ウイルスは自体は増殖できず、生きた細胞に寄生して(たとえば、人間の細胞に入り込んで)増殖していきますが、そのときにウイルスがもつ遺伝子に複製エラーが起こると、元のウイルスとは異なる(=変異した)ウイルスができてしまいます。
このことがインフルエンザに毎年感染してしまう理由のひとつで、一度インフルエンザにかかって抗体ができたとしても、ウイルスが変異していると、その抗体が十分に働かなくなります。これがインフルエンザウイルスに対する免疫がつきにくいと言われる所以です。
インフルエンザの予防は常にしておこう!
インフルエンザはいつ流行するかわからないため、予防が大切です。インフルエンザの感染経路は主に接触感染や飛沫感染です。予防とはその感染経路を断ち切ればよく、普段から手洗い・手指消毒を徹底して接触感染を防ぎ、外出先ではマスクをするなどしながら飛沫感染を予防しましょう。
また、人の集まる場所はインフルエンザに感染してしまうリスクが高いため、インフルエンザの流行期には人の集まる場所への外出をできるだけ控えるよう心掛けましょう。
必要に応じて予防接種を受けることも検討してください。その年に流行すると予想される流行株のワクチンを接種できるため、インフルエンザの発病をある程度予防したり、重症化を防いだりすることが期待できます。
インフルエンザに感染したときの対策
インフルエンザに特徴的な症状は、急激な高熱、関節痛、悪寒などです。もしそのような症状が現れ、インフルエンザに罹ったことが疑われる場合は、早めに医療機関を受診しましょう。インフルエンザの治療薬が有効なのは、発症後48時間以内に使用する場合です。

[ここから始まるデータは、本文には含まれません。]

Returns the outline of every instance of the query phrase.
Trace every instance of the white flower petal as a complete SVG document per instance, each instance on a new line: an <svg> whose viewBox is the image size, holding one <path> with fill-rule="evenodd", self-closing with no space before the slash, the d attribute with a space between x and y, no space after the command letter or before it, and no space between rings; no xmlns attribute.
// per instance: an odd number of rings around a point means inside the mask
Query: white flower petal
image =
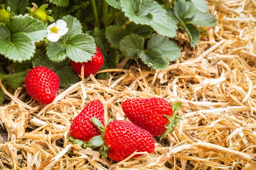
<svg viewBox="0 0 256 170"><path fill-rule="evenodd" d="M60 36L57 34L49 34L47 36L47 39L51 42L56 42L60 39Z"/></svg>
<svg viewBox="0 0 256 170"><path fill-rule="evenodd" d="M67 28L67 23L62 20L58 20L56 22L56 26L59 29Z"/></svg>
<svg viewBox="0 0 256 170"><path fill-rule="evenodd" d="M53 26L56 26L56 23L53 23L47 27L47 29L51 29Z"/></svg>
<svg viewBox="0 0 256 170"><path fill-rule="evenodd" d="M68 31L68 28L62 28L58 32L58 34L59 36L61 37L65 35Z"/></svg>

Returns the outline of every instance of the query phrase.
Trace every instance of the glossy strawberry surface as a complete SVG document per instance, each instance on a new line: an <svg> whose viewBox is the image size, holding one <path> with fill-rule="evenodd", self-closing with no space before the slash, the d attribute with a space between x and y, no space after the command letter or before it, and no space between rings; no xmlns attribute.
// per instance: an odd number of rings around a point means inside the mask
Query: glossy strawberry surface
<svg viewBox="0 0 256 170"><path fill-rule="evenodd" d="M93 57L91 61L84 62L76 62L70 60L70 62L73 69L79 74L81 74L82 66L84 66L84 76L89 76L90 74L95 74L99 70L104 62L102 53L99 48L96 48L96 53Z"/></svg>
<svg viewBox="0 0 256 170"><path fill-rule="evenodd" d="M104 124L104 110L100 100L96 99L88 103L74 119L70 126L70 136L88 142L93 137L100 135L98 128L92 123L92 117L97 118Z"/></svg>
<svg viewBox="0 0 256 170"><path fill-rule="evenodd" d="M164 99L133 99L122 104L123 111L133 123L149 132L153 136L162 135L169 121L164 116L172 115L170 103Z"/></svg>
<svg viewBox="0 0 256 170"><path fill-rule="evenodd" d="M28 94L43 104L51 103L56 97L60 86L58 75L44 67L36 67L30 70L25 79Z"/></svg>
<svg viewBox="0 0 256 170"><path fill-rule="evenodd" d="M151 153L154 150L152 136L131 122L114 120L108 125L105 131L105 144L110 146L107 151L108 157L114 161L122 161L136 150ZM139 156L136 155L133 158Z"/></svg>

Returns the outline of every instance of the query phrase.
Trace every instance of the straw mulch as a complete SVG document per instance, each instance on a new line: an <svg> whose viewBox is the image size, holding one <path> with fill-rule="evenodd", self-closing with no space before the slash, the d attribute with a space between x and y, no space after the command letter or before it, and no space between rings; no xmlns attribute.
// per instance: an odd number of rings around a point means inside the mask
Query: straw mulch
<svg viewBox="0 0 256 170"><path fill-rule="evenodd" d="M91 76L61 89L45 106L21 102L23 87L7 93L9 103L0 109L0 169L256 169L256 1L208 2L217 26L195 49L179 33L182 57L166 70L121 67L107 80ZM124 100L152 97L181 102L183 119L162 141L155 138L152 154L114 162L68 142L72 120L90 101L102 102L107 122L126 119Z"/></svg>

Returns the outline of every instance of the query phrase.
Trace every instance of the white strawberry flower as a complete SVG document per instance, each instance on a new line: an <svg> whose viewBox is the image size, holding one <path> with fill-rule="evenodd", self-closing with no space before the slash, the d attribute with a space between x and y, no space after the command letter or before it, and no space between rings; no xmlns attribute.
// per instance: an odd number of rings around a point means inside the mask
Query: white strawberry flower
<svg viewBox="0 0 256 170"><path fill-rule="evenodd" d="M68 31L67 23L62 20L58 20L56 23L52 23L47 27L48 33L47 35L47 39L52 42L56 42L61 37L67 34Z"/></svg>

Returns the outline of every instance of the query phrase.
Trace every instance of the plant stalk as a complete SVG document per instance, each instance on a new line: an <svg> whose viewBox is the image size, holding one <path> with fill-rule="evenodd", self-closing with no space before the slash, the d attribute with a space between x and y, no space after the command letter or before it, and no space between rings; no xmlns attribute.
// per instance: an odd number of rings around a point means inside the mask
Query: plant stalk
<svg viewBox="0 0 256 170"><path fill-rule="evenodd" d="M106 0L103 2L103 23L105 28L108 26L108 6Z"/></svg>
<svg viewBox="0 0 256 170"><path fill-rule="evenodd" d="M92 0L93 3L93 12L94 13L94 16L95 17L95 21L96 22L96 26L100 28L99 27L99 18L98 17L98 12L97 11L97 8L96 8L96 3L95 0Z"/></svg>

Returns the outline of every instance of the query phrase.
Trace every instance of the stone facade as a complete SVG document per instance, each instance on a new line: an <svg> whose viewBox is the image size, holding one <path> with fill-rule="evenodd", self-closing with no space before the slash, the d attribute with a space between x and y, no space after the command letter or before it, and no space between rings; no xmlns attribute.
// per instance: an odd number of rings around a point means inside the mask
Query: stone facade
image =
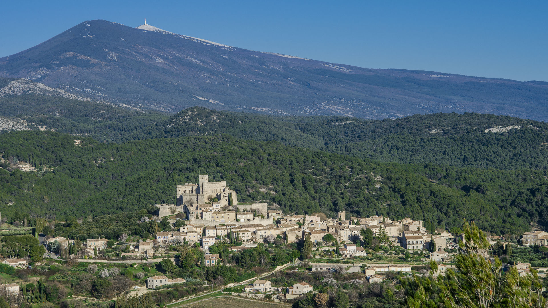
<svg viewBox="0 0 548 308"><path fill-rule="evenodd" d="M233 203L236 204L236 203ZM265 217L268 216L268 212L266 210L266 203L265 202L258 202L250 204L238 204L238 212L250 212L251 213L257 211L258 215L263 215ZM270 219L272 220L272 218Z"/></svg>
<svg viewBox="0 0 548 308"><path fill-rule="evenodd" d="M226 181L210 182L207 174L198 176L198 184L185 183L184 185L177 185L176 193L178 206L187 202L191 202L195 205L204 204L210 198L216 198L221 207L226 207L229 205L231 193L232 204L238 204L236 192L227 187Z"/></svg>

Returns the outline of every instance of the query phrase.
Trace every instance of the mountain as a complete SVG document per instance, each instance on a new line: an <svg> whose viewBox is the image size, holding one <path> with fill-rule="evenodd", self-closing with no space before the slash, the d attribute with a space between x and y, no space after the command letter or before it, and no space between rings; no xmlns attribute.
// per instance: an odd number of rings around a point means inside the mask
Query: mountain
<svg viewBox="0 0 548 308"><path fill-rule="evenodd" d="M195 106L169 115L29 93L0 98L0 132L19 130L53 130L116 142L228 134L386 162L548 169L548 124L481 113L415 115L379 121Z"/></svg>
<svg viewBox="0 0 548 308"><path fill-rule="evenodd" d="M0 76L168 112L198 105L292 116L378 119L455 111L548 119L542 82L368 69L105 20L85 21L0 58Z"/></svg>

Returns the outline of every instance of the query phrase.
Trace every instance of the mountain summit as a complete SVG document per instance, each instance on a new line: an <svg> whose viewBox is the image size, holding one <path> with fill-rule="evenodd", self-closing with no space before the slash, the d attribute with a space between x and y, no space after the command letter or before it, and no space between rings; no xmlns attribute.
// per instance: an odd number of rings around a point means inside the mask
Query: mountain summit
<svg viewBox="0 0 548 308"><path fill-rule="evenodd" d="M471 111L548 120L548 83L364 69L243 49L146 22L84 21L0 58L0 76L169 112L199 105L290 115Z"/></svg>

インフルエンザに感染し、自宅で療養する場合には、水分をこまめに補給しながら、健康的な食事を心掛けましょう。また、十分に睡眠をとり、しっかりと身体を休めることが大切です。
感染者もその家族も手洗い・手指消毒を徹底して、家族間での感染を出来る限り防ぐようにしましょう。
インフルエンザは変異するので普段から予防を!
インフルエンザの歴史を振り返ってみると、変異した新しいウイルスによってパンデミックが起こっていました。今回紹介した3例のパンデミックをみても、数十年に一度のペースで大規模な流行が発生していたことがわかります。
インフルエンザのパンデミックは、今後いつ発生するかわかりません。普段からインフルエンザ予防の意識を持つことが大切です。
日常の手洗い・手指消毒などを徹底するほか、規則正しい生活を送り、予防接種などで免疫力をつけましょう。
監修者
医師:工藤孝文
内科医・糖尿病内科・統合医療医・漢方医。 福岡大学医学部卒業後、アイルランド、オーストラリアへ留学。 現在は、自身のクリニック:みやま市工藤内科で地域医療に力を注いでいる 専門は、糖尿病・高血圧・脂質異常症などの生活習慣病、漢方治療・ダイエット治療など多岐にわたる。 テレビ・ラジオなどのメディアでは、ジャンルを問わず様々な医療の最新情報を発信している。 NHK「ガッテン!」では、2018年度の最高視聴率を獲得した。 著書は15万部突破のベストセラー「やせる出汁」をはじめ、50冊以上に及ぶ。 日本内科学会・日本糖尿病学会・日本肥満学会・日本東洋医学会・日本抗加齢医学会・日本女性医学学会・日本高血圧学会、日本甲状腺学会・日本遠隔医療学会・小児慢性疾病指定医。
工藤医師よりコメント
歴史を振り返れば、人類がインフルエンザによるパンデミックと繰り返し戦ってきたことが分かります。ウイルスも生き残るために絶えず変異を繰り返すため、完全に撲滅することもできません。そのため、平時から予防意識をもつことが重要です。